Ok... really want to stop burning CDs and just hook my damn ipod to my radio!

H/U: Alpine 7949
Processor: Alpine PXA-H600


I purchased a cheap AI-net to ipod adapter cable on ebay and connected it to the Alpine CD changer input (also AI-net) on the processor. H/U says *CHANGER *and gets stuck (no audio) on track 1 0:00.

Interesting even more is that if I'm _playing_a CD in the changer & disconnect the cable I can connect the ipod cable and it works fine.

My guess is the optical portion is obviously transmitting the audio but the H/U won't output audio till it gets the signal from the changer that play has started.

I'm sure I can connect the ipod cable to the back of the H/U but I don't want to lose my processor :/

Ideas? Perhaps there a better (active?) cable and this is just too cheap?


----------



## musicismypill (Jul 29, 2012)

I'm looking at a using a similar system to you with a 7949 and H600.

I've had the 7949 hooked up in a previous car and was able to successfully get my ipod/iphone to work through the aux ai-net input on the back by bridging the cellphone/interrupt cable with the ground on the wiring harness.

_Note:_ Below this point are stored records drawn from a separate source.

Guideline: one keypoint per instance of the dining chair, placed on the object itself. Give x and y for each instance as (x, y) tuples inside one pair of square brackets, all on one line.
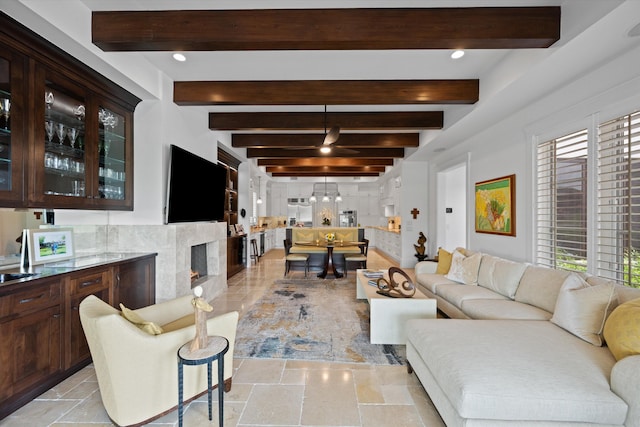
[(294, 258), (360, 259)]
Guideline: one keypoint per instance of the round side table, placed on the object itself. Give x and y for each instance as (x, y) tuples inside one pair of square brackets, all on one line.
[(215, 350)]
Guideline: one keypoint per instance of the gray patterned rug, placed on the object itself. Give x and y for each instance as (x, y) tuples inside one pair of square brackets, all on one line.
[(311, 319)]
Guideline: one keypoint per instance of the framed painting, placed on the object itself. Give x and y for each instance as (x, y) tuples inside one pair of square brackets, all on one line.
[(48, 245), (496, 206)]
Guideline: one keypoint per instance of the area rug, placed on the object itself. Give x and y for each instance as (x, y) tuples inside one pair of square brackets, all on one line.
[(312, 319)]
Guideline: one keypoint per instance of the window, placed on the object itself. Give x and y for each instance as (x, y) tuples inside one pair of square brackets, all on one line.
[(618, 231), (563, 237), (562, 202)]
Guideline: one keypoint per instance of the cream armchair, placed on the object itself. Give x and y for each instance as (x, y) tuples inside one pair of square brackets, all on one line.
[(138, 372)]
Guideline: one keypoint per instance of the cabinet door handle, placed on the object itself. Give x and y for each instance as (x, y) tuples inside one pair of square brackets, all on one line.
[(90, 282), (26, 300)]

Doing this brings up AUX on the display and audio from the ipod will work fine. To get it out of this mode you need to pull the wires apart again though. I've heard of people installing a basic switch to accomplish this.

Since I just scored a PXA-H600 I was hoping I could still use my Ai-Net -> RCA adaptor with my ipod but it sounds like this might not be so easy?

My long term plan is to use an Airport Express and it's optical output with the H600 but that's further down the road.

Surely there's an easy way of using an AUX input on an H600?

Keen to hear how you get on.


----------